Tuesday, 7 August 2012

RRC #71 - The Castle

It was cold, damp and altogether a very unpleasant day to take a walk up the hill to the ruins of the castle. She was sure they could have found something more sensible, but who was she to organise those “field trips”. She just took the orders from someone she did not know, or had even seen, and carried them out.

The road, no, it was a path, was uneven, had potholes and she had to be careful where she trod. “This will be the death of me” she thought, accompanied by a shudder that vibrated through her body. She tied the toggles on the belt of her jacket tighter. It was a good jacket, suitable for protection against the rain and winds, but she still had a cold feeling under the skin. Today was just not like the other days she had been there. Usually a few crows might be circling above her head, dots of pink and yellow could be seen from the wild flowers growing in the grassy landscape, but Spring and Summer were gone. It was late Autumn; an indecisive time she thought. Too early to brave the icy cold of Winter, but too late to still enjoy a few days of an Indian Summer.

She looked back, but there was no-one following. All she saw was a sloping path and fields showing rivulets of muddy water. Tthe ground was already loaded with moisture and there was no escape from the water it was carrying, nothing more could seep through the surface.

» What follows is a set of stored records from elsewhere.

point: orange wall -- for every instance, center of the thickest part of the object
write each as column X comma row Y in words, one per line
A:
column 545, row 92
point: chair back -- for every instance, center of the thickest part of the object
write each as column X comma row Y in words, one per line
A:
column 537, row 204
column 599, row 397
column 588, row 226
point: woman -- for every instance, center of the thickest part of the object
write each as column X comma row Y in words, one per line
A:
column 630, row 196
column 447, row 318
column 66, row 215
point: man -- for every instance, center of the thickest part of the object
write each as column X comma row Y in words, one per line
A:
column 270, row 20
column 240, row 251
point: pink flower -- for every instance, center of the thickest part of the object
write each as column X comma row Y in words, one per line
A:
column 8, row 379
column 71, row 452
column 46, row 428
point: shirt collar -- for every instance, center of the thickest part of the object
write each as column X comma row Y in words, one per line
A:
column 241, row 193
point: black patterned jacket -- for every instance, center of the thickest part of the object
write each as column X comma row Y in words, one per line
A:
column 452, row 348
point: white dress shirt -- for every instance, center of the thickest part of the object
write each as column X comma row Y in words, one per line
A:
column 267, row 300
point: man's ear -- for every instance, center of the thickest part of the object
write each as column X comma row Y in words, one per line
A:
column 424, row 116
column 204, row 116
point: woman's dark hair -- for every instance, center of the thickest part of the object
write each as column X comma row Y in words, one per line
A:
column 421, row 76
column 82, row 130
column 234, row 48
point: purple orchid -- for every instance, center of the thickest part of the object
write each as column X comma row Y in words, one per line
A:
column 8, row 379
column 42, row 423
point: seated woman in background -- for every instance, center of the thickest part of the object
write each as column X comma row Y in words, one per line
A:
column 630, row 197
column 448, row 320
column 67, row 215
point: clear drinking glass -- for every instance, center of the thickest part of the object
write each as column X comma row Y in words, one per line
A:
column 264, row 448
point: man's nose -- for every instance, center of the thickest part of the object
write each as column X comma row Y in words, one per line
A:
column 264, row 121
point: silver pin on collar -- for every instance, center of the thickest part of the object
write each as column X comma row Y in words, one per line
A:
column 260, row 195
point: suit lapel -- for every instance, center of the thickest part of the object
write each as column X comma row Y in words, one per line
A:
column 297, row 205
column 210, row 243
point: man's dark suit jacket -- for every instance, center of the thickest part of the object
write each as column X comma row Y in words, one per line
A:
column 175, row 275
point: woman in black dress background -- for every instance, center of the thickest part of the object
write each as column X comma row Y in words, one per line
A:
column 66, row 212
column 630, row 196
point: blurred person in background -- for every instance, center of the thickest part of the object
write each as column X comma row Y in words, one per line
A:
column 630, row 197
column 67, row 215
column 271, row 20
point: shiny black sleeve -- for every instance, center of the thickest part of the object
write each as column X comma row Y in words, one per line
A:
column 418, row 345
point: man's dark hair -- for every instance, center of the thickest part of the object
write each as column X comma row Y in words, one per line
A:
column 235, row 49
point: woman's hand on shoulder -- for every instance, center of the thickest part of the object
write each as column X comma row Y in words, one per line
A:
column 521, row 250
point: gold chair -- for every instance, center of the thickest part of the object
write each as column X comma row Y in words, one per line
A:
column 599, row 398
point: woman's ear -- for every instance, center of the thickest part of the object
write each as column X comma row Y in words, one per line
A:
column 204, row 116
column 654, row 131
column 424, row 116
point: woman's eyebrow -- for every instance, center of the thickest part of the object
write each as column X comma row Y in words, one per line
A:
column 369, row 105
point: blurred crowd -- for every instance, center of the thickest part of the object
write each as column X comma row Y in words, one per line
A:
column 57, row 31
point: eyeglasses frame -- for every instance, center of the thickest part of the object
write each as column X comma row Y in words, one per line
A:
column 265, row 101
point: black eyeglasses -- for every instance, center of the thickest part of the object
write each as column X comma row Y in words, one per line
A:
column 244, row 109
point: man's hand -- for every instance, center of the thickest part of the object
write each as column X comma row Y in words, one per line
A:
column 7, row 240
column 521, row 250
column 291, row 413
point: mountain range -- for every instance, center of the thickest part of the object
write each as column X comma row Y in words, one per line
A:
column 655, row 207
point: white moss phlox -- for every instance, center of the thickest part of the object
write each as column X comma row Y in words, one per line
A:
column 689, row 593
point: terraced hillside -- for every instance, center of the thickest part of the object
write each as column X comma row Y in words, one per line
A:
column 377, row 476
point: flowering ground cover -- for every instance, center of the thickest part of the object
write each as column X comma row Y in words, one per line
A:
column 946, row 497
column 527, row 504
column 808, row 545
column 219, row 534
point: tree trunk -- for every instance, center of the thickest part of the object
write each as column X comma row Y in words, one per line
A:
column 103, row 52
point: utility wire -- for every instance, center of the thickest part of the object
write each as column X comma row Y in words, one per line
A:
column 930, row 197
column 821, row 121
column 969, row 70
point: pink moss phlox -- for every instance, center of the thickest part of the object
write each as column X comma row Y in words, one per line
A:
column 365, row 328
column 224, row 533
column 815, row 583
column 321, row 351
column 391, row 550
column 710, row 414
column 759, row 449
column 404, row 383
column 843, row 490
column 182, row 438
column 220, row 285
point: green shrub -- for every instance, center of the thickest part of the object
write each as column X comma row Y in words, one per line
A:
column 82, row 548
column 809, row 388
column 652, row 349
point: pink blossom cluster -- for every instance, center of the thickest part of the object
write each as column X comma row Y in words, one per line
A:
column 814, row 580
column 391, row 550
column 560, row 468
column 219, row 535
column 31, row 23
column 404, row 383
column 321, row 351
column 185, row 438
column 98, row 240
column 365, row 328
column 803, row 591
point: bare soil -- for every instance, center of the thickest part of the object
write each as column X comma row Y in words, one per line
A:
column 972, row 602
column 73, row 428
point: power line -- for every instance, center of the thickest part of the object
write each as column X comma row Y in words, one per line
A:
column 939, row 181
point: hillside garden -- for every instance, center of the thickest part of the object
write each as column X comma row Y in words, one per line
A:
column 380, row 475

The castle drew nearer but something was different today. There was a smell in the air that just did not belong. It was then she saw a man and woman standing under an archway in the ruins. They were engaged in an embrace. Generally it was an abandoned place at this time of the year. She imagined that it was probably a couple that had no right to be together. He was probably a married man, perhaps with children, and she was his secretary. “None of my business” she thought and she entered the ruins diplomatically on the opposite side to where the couple were standing.

She now needed all her concentration to find the right place. All the stones seemed to look the same when they were damp, but then she found it. There was a white brick at the base of the wall. It had now taken on a darker hue, more light grey, but it could not be mistaken. She started to count until she reached the tenth brick above it. Reaching out her gloved hand she touched the brick and it moved. It was loose, it had always been loose. She could pull it to one side and then took a small plastic folder from her rucksack and wedged it at the side of the brick. Yes those dead letter boxes had to be well hidden.

She left the drop, as it was known, and started walking down the hill away from the castle, not looking back, or wanting to. Her job was done for the time being. In the meanwhile the couple at the castle waited for her to disappear out of their sight. They moved towards the brick where the documents were resting when two shots rang out in the air and the couple lay dead on the cold wet Autumn ground.

She had completed the remainder of her job. It was easy to take the rifle out of her rucksack and screw it together and take an aimed shot. She returned home thinking that the spy game does pay sometimes. She knew that whoever the document was meant for would take it and dispose of the two bodies belonging to her country’s secret police. There would be no publicity, her country was as corrupt as she was.